Advisory Committee Chair
Timothy J Ness
Advisory Committee Members
James E Cox
Date of Award
Degree Name by School
Doctor of Philosophy (PhD) College of Arts and Sciences
Interstitial cystitis (IC) is a chronic visceral condition of the urinary bladder characterized by pelvic/suprapubic pain, and urinary frequency and urgency. There is no documented cause for IC, but a prominent role for stress in its pathophysiology and presentation are well-documented. In the clinical setting, IC pain-related symptomatology is exacerbated during periods of stress. Numerous laboratory studies of humans and animals have similarly demonstrated stress-induced visceral hypersensitivity. The amygdala is highly connected with physiological stress response systems and pain modulatory pathways, and its connectivity with these systems places it in a unique anatomical position for mediating the reciprocal relationship between pain and affective processes. This set of studies examined the role of the amygdala central nucleus (CeA) in modulation of urinary bladder nociceptive responses and physiological/behavioral indices of stress. Urinary bladder distension (UBD)-evoked visceromotor responses (VMRs), plasma corticosterone concentration, and spatiotemporal (% open arm time) and ethological behaviors (stretch-attend postures [SAPs], freezing, rearing) on the elevated plus maze (EPM) were measured in rats with CeA lesions following acute exposure to a footshock stressor and following acute chemical stimulation of the CeA with corticosterone. CeA lesions abolished acute footshock-induced bladder hyperalgesia and significantly decreased footshock-induced corticosterone release.

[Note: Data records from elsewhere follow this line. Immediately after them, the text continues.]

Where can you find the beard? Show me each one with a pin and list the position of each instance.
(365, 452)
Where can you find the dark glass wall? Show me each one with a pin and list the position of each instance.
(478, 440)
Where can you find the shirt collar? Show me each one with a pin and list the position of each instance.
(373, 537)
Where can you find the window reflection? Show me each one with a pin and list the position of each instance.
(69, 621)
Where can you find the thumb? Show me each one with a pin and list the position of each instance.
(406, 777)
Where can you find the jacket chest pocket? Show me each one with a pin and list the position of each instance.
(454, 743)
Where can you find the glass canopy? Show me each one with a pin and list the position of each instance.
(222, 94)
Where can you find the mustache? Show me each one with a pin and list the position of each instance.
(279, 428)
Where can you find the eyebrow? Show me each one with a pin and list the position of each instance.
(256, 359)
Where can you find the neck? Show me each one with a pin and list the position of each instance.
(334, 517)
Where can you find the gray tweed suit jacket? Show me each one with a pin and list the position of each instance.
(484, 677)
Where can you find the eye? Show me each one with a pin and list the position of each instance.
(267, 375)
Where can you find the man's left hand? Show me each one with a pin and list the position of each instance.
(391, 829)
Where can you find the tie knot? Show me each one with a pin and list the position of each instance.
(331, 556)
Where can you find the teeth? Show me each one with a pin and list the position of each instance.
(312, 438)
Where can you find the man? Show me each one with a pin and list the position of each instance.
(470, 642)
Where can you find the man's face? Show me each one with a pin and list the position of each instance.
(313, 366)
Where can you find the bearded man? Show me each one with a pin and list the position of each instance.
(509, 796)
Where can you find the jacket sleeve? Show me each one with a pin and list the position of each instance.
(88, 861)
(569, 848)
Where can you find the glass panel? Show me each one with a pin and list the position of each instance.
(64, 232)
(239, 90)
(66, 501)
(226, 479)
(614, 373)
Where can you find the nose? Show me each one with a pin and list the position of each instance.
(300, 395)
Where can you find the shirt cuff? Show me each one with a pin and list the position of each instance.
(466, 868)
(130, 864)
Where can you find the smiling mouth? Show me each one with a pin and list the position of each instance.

Lesions significantly increased and decreased the frequency of SAPs and freezing, respectively. Acute corticosterone stimulation of the CeA significantly facilitated VMRs in a fashion similar to acute footshock exposure, but did not significantly affect corticosterone release before or after EPM testing. CeA stimulation with corticosterone significantly increased freezing behavior on the EPM, but did not significantly affect any other anxiety-like behaviors. Spinal c-Fos expression in response to UBD following corticosterone stimulation of the CeA was quantified. UBD significantly increased spinal c-Fos, and corticosterone stimulation of the CeA significantly reduced it. These findings indicate that the CeA plays a significant role in modulation of visceral nociceptive responses (via an as-of-yet undefined spinal mechanism) and HPA axis activity in response to acute experimental manipulations.
Deberry, Jennifer, "Study of the Role of the Amygdala in the Effects of Stress on Sensory Processing of the Urinary Bladder" (2010). All ETDs from UAB. 1496.